Water management requires multiple levels of policy action. The problem is not a shortage of water, but the absence of proper mechanisms for its augmentation, conservation, distribution, and efficient use. Water management should be given number one priority in agricultural policy, particularly to prevent drought, minimise the risks due to drought and build a climate-resilient agriculture.

I am grateful to a reviewer for comments on an earlier draft. 

Agriculture in India is the largest source of livelihood for working people although its share in the gross domestic product (GDP) has declined over time. In the last three years, the story of agriculture has not been good with an average growth rate of less than 2%. Global and domestic prices of commodities have come down. Deficit rainfall for two years in a row has affected crop production and farmers’ incomes.

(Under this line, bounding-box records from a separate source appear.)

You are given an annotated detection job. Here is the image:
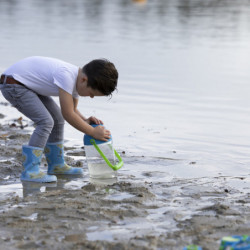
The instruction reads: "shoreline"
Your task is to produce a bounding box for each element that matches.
[0,103,250,250]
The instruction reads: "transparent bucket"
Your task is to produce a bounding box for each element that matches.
[84,140,120,179]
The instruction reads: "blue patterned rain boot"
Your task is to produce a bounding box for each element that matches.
[44,142,83,175]
[21,145,57,182]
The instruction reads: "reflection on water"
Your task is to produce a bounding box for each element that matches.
[0,0,250,176]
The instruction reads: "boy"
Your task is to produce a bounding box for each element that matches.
[0,56,118,182]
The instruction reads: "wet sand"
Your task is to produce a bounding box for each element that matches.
[0,104,250,250]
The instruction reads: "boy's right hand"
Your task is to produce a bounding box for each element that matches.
[91,126,111,141]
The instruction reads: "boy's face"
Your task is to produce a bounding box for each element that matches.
[76,72,104,98]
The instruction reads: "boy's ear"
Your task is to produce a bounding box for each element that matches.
[82,74,88,82]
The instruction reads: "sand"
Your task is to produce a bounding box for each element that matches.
[0,104,250,250]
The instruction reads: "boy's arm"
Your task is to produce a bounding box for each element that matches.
[73,98,103,124]
[59,88,110,141]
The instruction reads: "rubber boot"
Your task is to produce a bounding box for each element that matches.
[44,142,83,175]
[21,145,57,182]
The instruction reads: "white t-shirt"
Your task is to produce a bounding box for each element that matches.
[3,56,79,98]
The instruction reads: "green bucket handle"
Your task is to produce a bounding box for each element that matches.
[90,139,123,171]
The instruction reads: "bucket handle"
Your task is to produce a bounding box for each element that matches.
[90,139,123,171]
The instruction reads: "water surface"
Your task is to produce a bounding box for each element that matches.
[0,0,250,176]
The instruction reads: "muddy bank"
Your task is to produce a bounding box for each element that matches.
[0,108,250,250]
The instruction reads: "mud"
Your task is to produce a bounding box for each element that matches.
[0,110,250,250]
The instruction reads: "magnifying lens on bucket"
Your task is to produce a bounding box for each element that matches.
[84,124,123,179]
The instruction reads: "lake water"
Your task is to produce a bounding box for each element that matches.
[0,0,250,178]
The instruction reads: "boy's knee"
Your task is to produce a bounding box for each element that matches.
[37,117,54,133]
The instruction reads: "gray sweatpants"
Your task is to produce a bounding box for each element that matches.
[0,84,64,148]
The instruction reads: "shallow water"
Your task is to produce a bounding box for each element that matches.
[0,0,250,177]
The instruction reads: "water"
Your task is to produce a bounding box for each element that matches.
[0,0,250,176]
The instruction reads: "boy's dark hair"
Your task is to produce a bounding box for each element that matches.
[82,59,118,96]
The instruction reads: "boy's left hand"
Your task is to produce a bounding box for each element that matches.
[85,116,103,125]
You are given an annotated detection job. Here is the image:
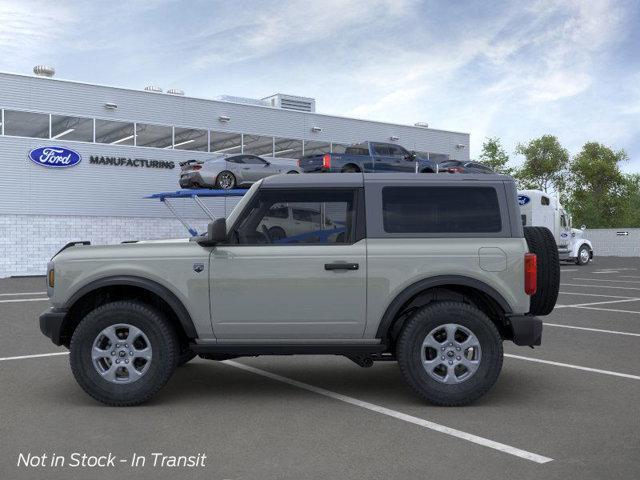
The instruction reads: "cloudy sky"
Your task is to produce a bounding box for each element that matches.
[0,0,640,172]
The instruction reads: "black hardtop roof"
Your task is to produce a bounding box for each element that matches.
[261,173,514,188]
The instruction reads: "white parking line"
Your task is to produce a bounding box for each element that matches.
[558,292,636,298]
[544,322,640,337]
[0,352,69,362]
[0,298,49,303]
[504,353,640,380]
[222,360,553,463]
[571,278,640,283]
[575,307,640,314]
[0,292,47,297]
[560,283,640,290]
[555,298,640,308]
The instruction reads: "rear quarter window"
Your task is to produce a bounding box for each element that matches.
[382,186,502,234]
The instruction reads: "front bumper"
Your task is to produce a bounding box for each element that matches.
[40,307,67,345]
[509,315,542,347]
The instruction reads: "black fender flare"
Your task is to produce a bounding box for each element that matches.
[376,275,512,340]
[64,275,198,338]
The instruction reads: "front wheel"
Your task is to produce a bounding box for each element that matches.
[69,301,179,406]
[396,302,503,406]
[576,245,591,265]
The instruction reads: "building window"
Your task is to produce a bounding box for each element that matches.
[173,127,209,152]
[209,132,242,154]
[331,143,349,153]
[242,134,273,157]
[51,115,93,142]
[96,120,135,145]
[136,123,173,148]
[304,140,331,156]
[382,186,502,234]
[273,137,302,158]
[3,110,49,138]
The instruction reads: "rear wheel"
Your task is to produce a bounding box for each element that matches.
[396,302,503,406]
[69,301,179,406]
[216,170,236,190]
[576,245,591,265]
[524,227,560,315]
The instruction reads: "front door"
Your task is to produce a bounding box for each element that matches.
[210,188,367,340]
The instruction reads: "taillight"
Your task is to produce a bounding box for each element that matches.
[524,253,538,295]
[322,153,331,170]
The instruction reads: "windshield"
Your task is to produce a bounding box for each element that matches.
[227,180,262,229]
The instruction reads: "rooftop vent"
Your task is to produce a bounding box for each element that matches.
[218,95,271,107]
[33,65,56,78]
[263,93,316,112]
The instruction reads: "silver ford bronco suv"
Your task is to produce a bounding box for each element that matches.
[40,173,560,406]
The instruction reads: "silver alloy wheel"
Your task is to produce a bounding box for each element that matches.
[91,323,152,384]
[421,323,482,384]
[218,172,235,190]
[579,248,589,263]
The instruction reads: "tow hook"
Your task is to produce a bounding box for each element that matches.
[347,356,373,368]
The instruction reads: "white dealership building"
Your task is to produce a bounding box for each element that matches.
[0,67,469,277]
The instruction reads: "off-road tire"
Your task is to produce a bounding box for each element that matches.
[524,227,560,315]
[69,300,179,407]
[396,302,503,407]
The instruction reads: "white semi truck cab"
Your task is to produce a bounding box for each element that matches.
[518,190,593,265]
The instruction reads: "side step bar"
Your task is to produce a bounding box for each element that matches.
[190,343,387,357]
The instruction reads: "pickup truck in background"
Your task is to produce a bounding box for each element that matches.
[298,142,438,173]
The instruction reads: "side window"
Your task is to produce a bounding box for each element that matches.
[372,143,389,156]
[265,205,289,218]
[232,189,356,245]
[382,186,502,233]
[242,155,267,165]
[388,145,409,157]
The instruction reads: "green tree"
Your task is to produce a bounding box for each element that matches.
[515,135,569,194]
[618,173,640,228]
[479,137,514,175]
[569,142,638,228]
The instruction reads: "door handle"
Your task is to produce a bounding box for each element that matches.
[324,262,360,270]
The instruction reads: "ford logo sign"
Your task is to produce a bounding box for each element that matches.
[29,147,82,168]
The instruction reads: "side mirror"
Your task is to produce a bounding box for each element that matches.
[200,218,227,246]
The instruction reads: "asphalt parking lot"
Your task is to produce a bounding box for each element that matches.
[0,258,640,479]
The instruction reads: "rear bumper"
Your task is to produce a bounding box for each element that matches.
[509,315,542,347]
[40,307,67,345]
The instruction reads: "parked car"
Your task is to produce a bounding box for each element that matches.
[438,160,494,173]
[518,190,593,265]
[40,174,560,406]
[298,142,438,173]
[180,155,301,190]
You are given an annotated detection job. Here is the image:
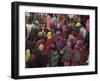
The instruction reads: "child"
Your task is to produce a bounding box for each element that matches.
[50,43,58,67]
[63,41,72,66]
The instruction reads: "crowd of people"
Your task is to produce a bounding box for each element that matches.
[25,12,90,68]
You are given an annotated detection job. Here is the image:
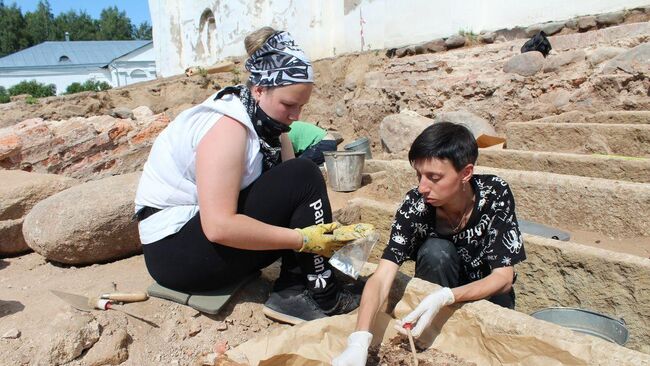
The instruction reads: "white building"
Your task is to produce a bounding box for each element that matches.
[0,41,156,94]
[149,0,648,77]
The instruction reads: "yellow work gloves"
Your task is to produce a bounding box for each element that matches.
[295,222,375,257]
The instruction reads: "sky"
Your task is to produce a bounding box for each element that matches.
[13,0,151,25]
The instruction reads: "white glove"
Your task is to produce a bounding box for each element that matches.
[395,287,456,338]
[332,331,372,366]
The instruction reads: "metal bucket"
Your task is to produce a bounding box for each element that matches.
[343,137,372,159]
[530,307,629,346]
[323,151,366,192]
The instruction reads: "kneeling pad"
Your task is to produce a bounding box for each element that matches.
[147,271,261,315]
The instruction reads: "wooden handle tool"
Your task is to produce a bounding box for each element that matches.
[99,292,149,302]
[404,323,418,366]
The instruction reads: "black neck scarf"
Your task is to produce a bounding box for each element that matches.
[215,85,291,171]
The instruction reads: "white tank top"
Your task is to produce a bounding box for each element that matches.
[135,93,262,244]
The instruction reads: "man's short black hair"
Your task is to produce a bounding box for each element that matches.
[409,122,478,172]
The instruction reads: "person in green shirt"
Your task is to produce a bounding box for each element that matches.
[289,121,336,165]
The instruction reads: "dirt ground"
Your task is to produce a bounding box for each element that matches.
[0,253,288,365]
[366,336,476,366]
[0,13,650,365]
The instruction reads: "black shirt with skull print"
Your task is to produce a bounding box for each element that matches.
[382,175,526,284]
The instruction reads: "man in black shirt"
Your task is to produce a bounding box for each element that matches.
[333,122,526,366]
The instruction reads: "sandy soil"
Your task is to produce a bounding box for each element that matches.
[0,253,288,365]
[367,336,476,366]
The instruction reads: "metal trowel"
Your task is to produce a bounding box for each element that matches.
[50,290,158,328]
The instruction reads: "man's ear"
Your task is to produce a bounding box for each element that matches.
[251,85,264,101]
[460,164,474,183]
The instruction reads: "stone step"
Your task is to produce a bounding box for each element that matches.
[516,111,650,124]
[334,198,650,353]
[506,122,650,157]
[478,149,650,183]
[364,160,650,238]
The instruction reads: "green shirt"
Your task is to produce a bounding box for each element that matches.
[289,121,327,154]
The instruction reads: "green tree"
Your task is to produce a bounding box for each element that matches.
[64,80,111,94]
[9,80,56,98]
[0,0,30,57]
[0,86,11,103]
[97,6,133,40]
[54,10,99,41]
[25,0,56,45]
[133,21,152,40]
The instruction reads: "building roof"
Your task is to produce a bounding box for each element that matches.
[0,41,153,68]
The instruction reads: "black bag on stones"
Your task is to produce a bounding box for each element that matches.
[521,31,551,57]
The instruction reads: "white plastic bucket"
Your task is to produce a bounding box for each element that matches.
[323,151,366,192]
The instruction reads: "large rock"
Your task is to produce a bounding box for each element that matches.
[526,22,564,37]
[422,38,447,53]
[577,15,596,32]
[445,34,467,49]
[543,50,586,72]
[0,170,77,256]
[596,10,625,26]
[603,42,650,75]
[587,46,627,66]
[35,311,100,365]
[433,111,497,138]
[23,173,141,264]
[0,218,29,256]
[478,31,497,44]
[503,51,544,76]
[379,111,433,153]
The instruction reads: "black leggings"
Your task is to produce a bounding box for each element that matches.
[143,159,338,303]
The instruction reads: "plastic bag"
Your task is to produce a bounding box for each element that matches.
[329,231,379,280]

Green revolution strategies in the 1960s and 1970s had benefited farmers and the country. One criticism was that it benefited only those cultivating a few kinds of crops in a few regions. Different strategies are needed to spread development of agriculture to rain-fed areas and to protect farmers from weather fluc­tuations and natural disasters like droughts. Water is the leading input in agriculture and a major policy concern in the 21st century. This article examines water management strategies needed for dro­ught mitigation and increasing climate-resilience, including soil moisture management. Specifically, it examines issues and policies for improving effectiveness in canal irrigation, water use efficiency, and strategies for climate resilient agriculture.